Message received 17/12 @ 7:03 pm
Oh hi Melina, it’s Nancy Smith calling. I received your Christmas card today. And first of all I’d like to say I’m really sorry if I’ve offended you, but I also found what you wrote in there very very offensive. I’m not going to grace the insults that you dished out in defense; they’re completely wrong, and I’d be very careful who I call those kinds of names. And you have deeply offended me, because I am not those things, and you’ve taken my comments out of context. And I suggest you look in the mirror yourself at the resentments that you’ve been harbouring. I also invited you into my home, and I never had any idea that you harboured those pathetic resentments about me. I’m very sorry that you’ve written such untruths about me. I’m very happy that you’ve been emotionally honest, and that you haven’t been two-faced anymore, which you have been all these years, and I’m very glad to disassociate from you and your insults. OK? And I do wish you well, but yeah, we’ll leave it at that, hey? Goodbye.

It’s worth pointing out that I had only ever spoken of that Shabbat meal to our mutual friend. I’d never spoken about it to Nancy, or even to my parents. We felt too ashamed and bewildered to mention it.

My first reaction to Nancy’s phone message was one of abject fear. To hear her accusations and the hurt in her strident voice felt threatening, ominous. I know she has criminal connections and a long history of illegal goings on. I wouldn’t put it past her to organize something nasty to happen to me or to someone I love, in retaliation for the “insults” I dished out to her, even though we are physically thousands of kilometers apart.
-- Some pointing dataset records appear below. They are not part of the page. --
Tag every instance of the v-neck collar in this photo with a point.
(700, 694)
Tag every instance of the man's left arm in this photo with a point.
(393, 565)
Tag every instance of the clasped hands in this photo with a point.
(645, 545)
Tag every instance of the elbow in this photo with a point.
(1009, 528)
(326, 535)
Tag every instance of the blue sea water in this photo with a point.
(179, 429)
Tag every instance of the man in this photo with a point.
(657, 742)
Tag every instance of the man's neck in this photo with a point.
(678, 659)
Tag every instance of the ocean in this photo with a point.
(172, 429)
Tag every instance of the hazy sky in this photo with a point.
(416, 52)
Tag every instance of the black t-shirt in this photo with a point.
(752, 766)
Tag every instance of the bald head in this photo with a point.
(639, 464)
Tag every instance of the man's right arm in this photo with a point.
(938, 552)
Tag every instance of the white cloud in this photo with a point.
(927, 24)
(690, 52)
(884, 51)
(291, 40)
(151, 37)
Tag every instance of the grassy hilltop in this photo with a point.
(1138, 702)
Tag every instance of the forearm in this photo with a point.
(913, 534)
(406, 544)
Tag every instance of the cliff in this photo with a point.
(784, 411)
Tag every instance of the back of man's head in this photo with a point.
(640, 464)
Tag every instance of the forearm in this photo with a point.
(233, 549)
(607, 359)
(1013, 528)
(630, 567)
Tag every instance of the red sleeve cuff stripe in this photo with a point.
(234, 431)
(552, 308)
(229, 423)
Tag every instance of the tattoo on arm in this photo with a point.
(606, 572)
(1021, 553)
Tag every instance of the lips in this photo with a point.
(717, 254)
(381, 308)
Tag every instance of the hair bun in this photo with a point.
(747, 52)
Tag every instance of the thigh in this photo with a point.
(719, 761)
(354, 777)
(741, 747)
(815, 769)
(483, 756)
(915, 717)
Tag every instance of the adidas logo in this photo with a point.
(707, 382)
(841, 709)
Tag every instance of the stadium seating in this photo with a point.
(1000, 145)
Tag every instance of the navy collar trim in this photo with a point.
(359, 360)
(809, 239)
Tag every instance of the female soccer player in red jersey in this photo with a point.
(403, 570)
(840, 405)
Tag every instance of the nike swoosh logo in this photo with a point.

I acknowledge two things in her defense
a) it wasn’t particularly nice for me to choose Christmas as the time to finally raise this matter with her
b) yes, I have been two-faced in not speaking of this sooner.
However, I take no responsibility for her selective memory. The impact of her behaviour has stung ever since, like a resounding slap in the face, or a brick thrown through a bedroom window.

My mother invited me over for tea, and while my father was outside struggling with an overenthusiastic BBQ, I told her about the phone message. I’d told her about my earlier reply to Nancy’s Christmas card, so she knew the story. She had laughed, when I told her that I’d finally made some response to what had happened at Shabbat that night.

“You’re so much like your father,” she said.

“What do you mean?”

“You worry at things, and carry them around until finally, you can’t keep hold of them anymore and out bursts your response.”

“I’ve been wanting to say SOMETHING to Nancy for a long time, I just didn’t know how,” I replied.

My father came in then, and I spoke to him of what had happened. He has a history of misplacing my friends and acquaintances. When I tell him stories, he usually spends quite a long time organizing in his mind who I’m talking about and how that person fits in relation to my messy life.

“Is she the one?” he said, as soon as I’d barely begun.

“Yes,” I replied, knowing instantly, that he had placed her.

He continued speaking doggedly, as though if he didn’t say it then, he never would, “We thought she was on our side, and then after dinner, she started talking about how good the detention centres were, and so on….”

“Yes, that’s Nancy,” I confirmed.

My father turned and carried the dish of burnt chops out to the table. “Well, since that night, we’ve stopped inviting total strangers to sharing Shabbat with us.”


Shabbat = Jewish day of rest, day when one ceases work; also called “Shabbos”, and in English, Sabbath.
Shabbat Shalom = peace of the Sabbath; the traditional greeting exchanged around the Shabbat table.